You are viewing a plain text version of this content. The canonical link for it is here.
Posted to solr-user@lucene.apache.org by Nickolay41189 <Kl...@yandex.ru> on 2015/12/02 21:00:57 UTC

Grouping by simhash signature

I try to implement NearDup detection by  SimHash
<https://moz.com/devblog/near-duplicate-detection/>   algorithm in Solr. 
Let's say:
1) each document has a field /simhash_signature/ that stores a sequence of
bits.
2) that in order to be considered NearDup, documents must have, at most, 2
bits that differ in /simhash_signature/


*My question:*
How can I get groups of nearDup by /simhash_signature/?

*Examples:*
  Input:
    Doc A = 0001000
    Doc B = 1000000
    Doc C = 1111111
    Doc D = 0101000
  Output:
    A -> {B, D}
    B -> {A}
    C -> {}
    D -> {A}



--
View this message in context: http://lucene.472066.n3.nabble.com/Grouping-by-simhash-signature-tp4243236.html
Sent from the Solr - User mailing list archive at Nabble.com.

Re: Grouping by simhash signature

Posted by Toke Eskildsen <te...@statsbiblioteket.dk>.
On Wed, 2015-12-02 at 13:00 -0700, Nickolay41189 wrote:
> I try to implement NearDup detection by  SimHash
> <https://moz.com/devblog/near-duplicate-detection/>   algorithm in Solr. 
[...]
> How can I get groups of nearDup by /simhash_signature/?

You could follow the suggested recipe at the page you linked to and
remove the false positives as part of post-processing?

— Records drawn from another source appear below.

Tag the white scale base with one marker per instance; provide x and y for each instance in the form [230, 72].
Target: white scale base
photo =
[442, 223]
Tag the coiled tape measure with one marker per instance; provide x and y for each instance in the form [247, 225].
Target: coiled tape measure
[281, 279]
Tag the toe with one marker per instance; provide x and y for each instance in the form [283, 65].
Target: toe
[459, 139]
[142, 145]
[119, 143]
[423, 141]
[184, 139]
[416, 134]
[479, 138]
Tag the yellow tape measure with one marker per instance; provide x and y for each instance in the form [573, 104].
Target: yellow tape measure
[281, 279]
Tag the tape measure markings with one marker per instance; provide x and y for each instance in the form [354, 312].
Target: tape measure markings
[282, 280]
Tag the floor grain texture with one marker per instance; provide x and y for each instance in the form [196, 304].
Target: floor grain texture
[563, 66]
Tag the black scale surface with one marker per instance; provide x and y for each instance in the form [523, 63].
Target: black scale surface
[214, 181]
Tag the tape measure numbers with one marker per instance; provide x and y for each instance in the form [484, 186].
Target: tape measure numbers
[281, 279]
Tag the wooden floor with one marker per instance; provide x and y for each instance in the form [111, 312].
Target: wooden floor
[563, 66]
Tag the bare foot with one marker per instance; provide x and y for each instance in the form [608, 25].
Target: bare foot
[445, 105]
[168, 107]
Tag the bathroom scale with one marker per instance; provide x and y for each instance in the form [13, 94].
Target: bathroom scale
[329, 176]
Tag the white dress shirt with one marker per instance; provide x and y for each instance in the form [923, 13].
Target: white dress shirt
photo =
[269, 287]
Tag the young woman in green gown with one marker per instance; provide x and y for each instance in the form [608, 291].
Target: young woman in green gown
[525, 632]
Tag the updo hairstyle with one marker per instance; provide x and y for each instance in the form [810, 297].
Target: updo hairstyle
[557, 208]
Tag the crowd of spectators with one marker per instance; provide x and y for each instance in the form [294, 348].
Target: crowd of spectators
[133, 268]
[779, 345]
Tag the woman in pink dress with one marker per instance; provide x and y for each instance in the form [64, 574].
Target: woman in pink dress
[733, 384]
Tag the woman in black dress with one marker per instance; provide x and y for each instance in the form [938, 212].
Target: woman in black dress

Unless you have a
lot of documents that are at the edge between not-similar-enough and
similar-enough, that should be efficient.


So if a SimHash consists of 4*16 bits: ABCD, you would store all
possible 2-part representations: [AB, AC, AD, BA, BC, BD, CA, CB, CD,
DA, DB, DC], either as String-binary (0/1) for easy debug or a bit more
packed with base 16 or 64.

At query time you would do the same permutations and issue a search for
ab OR ac OR ad OR ba OR bc OR bd OR ca OR cb OR cd OR da OR db OR dc

It would even sorta-work with relevance ranking as a match on 2/4 parts
of the SimHash would mean that 2/12 of the query clauses matches, while
a match on 3/4 SimHash-parts means that 6/12 query clauses matches.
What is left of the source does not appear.